Here is a modification of the example in my comment that avoids the mistake identified by Stefano. Let $Y$ be the projective cone in $\mathbb{P}^3$ over a smooth plane cubic curve $C\subset \mathbb{P}^2$. Let $\pi:X\to Y$ be the minimal desingularization. The linear projection from $Y$ to $C$ gives a regular morphism, $$\rho:X\to C,$$ that is a $\mathbb{P}^1$-bundle. The exceptional locus $E$ of $\pi$ maps isomorphically to $C$, and it is a relative hyperplane class for $\rho$. The normal sheaf $\mathcal{O}_X(\underline{E})|_E$ is isomorphic to $\mathcal{O}_{\mathbb{P}^2}(-1)|_C$.
Let $H\subset C$ be the restriction to $C$ of a hyperplane.
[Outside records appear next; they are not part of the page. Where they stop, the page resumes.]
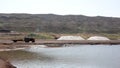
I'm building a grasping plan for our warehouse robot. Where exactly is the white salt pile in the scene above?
[87,36,110,40]
[57,36,85,40]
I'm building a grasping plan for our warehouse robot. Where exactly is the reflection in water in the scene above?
[0,45,120,68]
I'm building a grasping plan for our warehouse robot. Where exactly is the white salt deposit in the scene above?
[57,36,85,40]
[87,36,110,40]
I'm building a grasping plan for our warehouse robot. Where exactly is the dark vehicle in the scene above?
[12,35,35,43]
[12,37,35,42]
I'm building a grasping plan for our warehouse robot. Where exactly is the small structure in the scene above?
[87,36,110,40]
[57,36,85,40]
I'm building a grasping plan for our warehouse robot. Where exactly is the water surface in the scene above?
[0,45,120,68]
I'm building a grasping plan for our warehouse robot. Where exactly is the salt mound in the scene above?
[57,36,85,40]
[87,36,110,40]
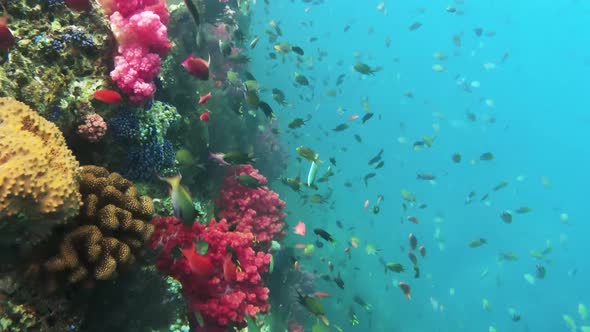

Let $D\subset C$ be a degree $3$ effective divisor such that the divisor $H-D$ has finite order $\ell>1$ in the Picard group of $C$, i.e., $\ell H - \ell D$ is the divisor of a rational function $f$ on $C$.
Let $M\subset Y$, resp. $N \subset Y$, be the cone over $H$, resp. $D$. Denote by $\widetilde{M}\subset X$, resp. by $\widetilde{N}\subset X$, the strict transform under $\pi$ of $M$, resp. of $N$. Note that $\ell \widetilde{M}-\ell\widetilde{N}$ equals the divisor of $f\circ \rho$, as does the total pullback under $\pi$ of the Cartier divisor $\ell N-\ell M$. Thus, the coefficient of $E$ in the pullback of $M$ equals the coefficient of $E$ in the pullback of $N$.
The pullback of $M$ is the strict transform $\widetilde{M}$ plus the exceptional divisor $E$. One way to see this is to deform $M$ to a hyperplane section of $Y$ that is disjoint from the vertex of the cone. Since the intersection number of the total transform of $M$ with $E$ equals $0$, it follows that the coefficient of $E$ equals $1$.
Therefore also $\ell N$ equals the sum of $\ell \widetilde{N}$ plus $\ell E$. So, according to the definition of the pullback divisor in the comments, the pullback of $N$ equals $\widetilde{N} + E$. Yet $N$ is not Cartier on $Y$.